Referendum, Berlusconi: “Avrei votato sì, ma Renzi ha rotto Patto Nazareno e…”

di Lorenzo Muti
Pubblicato il 2 dicembre 2016 17:59 | Ultimo aggiornamento: 2 dicembre 2016 17:59
Referendum, Berlusconi: "Avrei votato sì, ma Renzi ha rotto Patto Nazareno e..."

Referendum, Berlusconi: “Avrei votato sì, ma Renzi ha rotto Patto Nazareno e…” ANSA/ANGELO CARCONI

ROMA – Voterà No ma non per convincimento. Anzi, se non fosse stato per qualcosa che con la riforma non ha nulla a che fare, Silvio Berlusconi avrebbe votato Sì al referendum costituzionale del 4 dicembre. A dirlo, in una lunga intervista al quotidiano Il Foglio, è proprio Silvio Berlusconi.

La “colpa” del voto verso il no, secondo l’ex premier, è di Matteo Renzi. Nulla c’entra quella riforma che Forza Italia ha più volte votato. C’entra ancora una volta la rottura del Patto del Nazareno e la decisione “unilaterale” di Renzi sul nome di Sergio Mattarella per la presidenza della Repubblica.

Spiega Berlusconi che “se non si fosse rotto il patto del Nazareno, oggi il centrodestra sarebbe a sostegno della riforma costituzionale”. Quindi ci sarebbe il sì di Forza Italia anche perché, è il pensiero dell’ex premier:  “Il patto del Nazareno non si sarebbe rotto se la riforma costituzionale fosse stata del tutto diversa da questa”.

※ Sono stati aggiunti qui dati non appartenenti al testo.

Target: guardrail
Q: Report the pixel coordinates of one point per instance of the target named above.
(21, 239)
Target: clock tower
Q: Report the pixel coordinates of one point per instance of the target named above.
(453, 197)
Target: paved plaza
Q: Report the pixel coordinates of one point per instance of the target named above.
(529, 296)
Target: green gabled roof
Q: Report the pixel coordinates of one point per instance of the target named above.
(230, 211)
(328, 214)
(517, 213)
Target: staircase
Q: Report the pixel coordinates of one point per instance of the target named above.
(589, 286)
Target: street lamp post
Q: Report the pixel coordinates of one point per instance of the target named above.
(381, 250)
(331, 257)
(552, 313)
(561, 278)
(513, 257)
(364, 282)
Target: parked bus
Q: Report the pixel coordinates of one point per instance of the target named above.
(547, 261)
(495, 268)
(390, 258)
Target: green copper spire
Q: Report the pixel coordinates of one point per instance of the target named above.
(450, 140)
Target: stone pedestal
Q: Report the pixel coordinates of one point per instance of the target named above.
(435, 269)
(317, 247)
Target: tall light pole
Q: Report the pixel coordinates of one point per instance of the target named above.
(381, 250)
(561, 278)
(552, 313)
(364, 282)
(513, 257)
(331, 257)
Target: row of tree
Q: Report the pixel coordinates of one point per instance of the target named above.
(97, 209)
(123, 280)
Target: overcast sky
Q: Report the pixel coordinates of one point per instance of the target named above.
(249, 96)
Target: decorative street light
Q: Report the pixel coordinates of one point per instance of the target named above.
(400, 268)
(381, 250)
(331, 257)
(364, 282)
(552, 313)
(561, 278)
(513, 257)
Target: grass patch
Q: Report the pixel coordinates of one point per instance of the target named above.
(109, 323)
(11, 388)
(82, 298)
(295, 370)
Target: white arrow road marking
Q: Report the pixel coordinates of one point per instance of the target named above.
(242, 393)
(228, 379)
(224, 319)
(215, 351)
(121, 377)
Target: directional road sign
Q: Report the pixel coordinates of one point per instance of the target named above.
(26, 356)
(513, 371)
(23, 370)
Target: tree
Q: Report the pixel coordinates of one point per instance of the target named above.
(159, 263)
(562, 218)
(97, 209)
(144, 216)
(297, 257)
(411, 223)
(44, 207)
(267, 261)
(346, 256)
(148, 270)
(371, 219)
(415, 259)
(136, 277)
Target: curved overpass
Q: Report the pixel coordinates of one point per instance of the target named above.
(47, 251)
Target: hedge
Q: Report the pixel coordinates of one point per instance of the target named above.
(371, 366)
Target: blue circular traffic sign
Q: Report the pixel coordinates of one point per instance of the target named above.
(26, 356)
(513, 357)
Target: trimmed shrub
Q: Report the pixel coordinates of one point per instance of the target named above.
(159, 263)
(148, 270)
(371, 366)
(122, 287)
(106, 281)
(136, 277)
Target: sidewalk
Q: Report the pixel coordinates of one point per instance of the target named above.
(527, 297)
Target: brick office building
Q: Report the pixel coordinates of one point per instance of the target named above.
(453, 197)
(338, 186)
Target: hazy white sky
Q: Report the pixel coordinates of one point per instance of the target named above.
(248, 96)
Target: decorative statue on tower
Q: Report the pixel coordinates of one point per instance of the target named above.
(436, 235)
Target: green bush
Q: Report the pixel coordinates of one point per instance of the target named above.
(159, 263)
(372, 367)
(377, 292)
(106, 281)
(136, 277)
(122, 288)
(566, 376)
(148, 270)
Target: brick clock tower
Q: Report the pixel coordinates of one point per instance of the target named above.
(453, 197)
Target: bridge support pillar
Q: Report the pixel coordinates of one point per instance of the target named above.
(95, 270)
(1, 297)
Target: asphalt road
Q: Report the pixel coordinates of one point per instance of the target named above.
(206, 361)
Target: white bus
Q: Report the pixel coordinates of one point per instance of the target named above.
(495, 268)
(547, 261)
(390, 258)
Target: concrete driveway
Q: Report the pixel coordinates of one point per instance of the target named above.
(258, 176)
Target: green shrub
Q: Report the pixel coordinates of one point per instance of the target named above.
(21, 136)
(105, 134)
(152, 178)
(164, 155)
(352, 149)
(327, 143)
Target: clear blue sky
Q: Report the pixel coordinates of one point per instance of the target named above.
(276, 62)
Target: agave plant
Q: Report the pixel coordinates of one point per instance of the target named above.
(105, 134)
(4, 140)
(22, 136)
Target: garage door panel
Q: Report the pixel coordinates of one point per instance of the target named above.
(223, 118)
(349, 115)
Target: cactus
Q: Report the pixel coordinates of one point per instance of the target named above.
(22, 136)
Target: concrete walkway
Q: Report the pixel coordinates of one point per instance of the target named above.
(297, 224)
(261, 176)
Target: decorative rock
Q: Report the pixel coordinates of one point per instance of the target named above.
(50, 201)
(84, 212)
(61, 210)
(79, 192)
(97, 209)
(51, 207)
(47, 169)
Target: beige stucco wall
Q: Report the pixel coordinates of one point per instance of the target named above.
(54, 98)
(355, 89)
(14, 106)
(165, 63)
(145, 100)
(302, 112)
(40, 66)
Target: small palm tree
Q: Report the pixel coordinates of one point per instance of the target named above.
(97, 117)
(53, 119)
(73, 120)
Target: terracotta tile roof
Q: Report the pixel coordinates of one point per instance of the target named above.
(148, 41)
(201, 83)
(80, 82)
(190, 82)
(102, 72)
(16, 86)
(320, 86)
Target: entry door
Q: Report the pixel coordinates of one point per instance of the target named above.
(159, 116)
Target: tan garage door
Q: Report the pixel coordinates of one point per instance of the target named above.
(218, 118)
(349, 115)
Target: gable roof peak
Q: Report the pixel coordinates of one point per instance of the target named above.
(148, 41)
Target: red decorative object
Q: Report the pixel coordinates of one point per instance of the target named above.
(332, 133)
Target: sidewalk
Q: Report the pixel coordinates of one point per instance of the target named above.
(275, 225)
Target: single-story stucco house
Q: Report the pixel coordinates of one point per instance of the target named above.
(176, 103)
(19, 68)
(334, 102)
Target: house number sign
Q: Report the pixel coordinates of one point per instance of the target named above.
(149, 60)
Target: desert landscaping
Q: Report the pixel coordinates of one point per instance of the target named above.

“Noi avevamo fatto quel patto – non scritto, ma molto preciso – perché’ ritenevamo che il Pd fosse finalmente disponibile a un percorso di riforme condiviso nell’interesse degli italiani. Quando abbiamo capito che si trattava soltanto di un abito cucito su misura degli interessi del Pd e di Renzi – aggiunge Berlusconi – ci siamo tirati indietro. Questo non significa, ovviamente, che noi abbiamo fatto un’alleanza politica con la Fiom o con Magistratura democratica. Noi questa Costituzione la vogliamo cambiare davvero, per migliorarla, e per fare questo e’ necessario sgombrare il campo da una cattiva riforma, che invece la peggiora”

Resta però qualcosa su cui riflettere. Berlusconi manifestamente ammette di votare non per quella che evidentemente ritiene, a ragione o a torto, l’opzione migliore degli italiani. Il suo voto No non ha a che fare con questo. E’ una sorta di vendetta politica. Un tentativo di punire Renzi restituendogli così lo sgarbo a suo dire subito oltre un anno fa.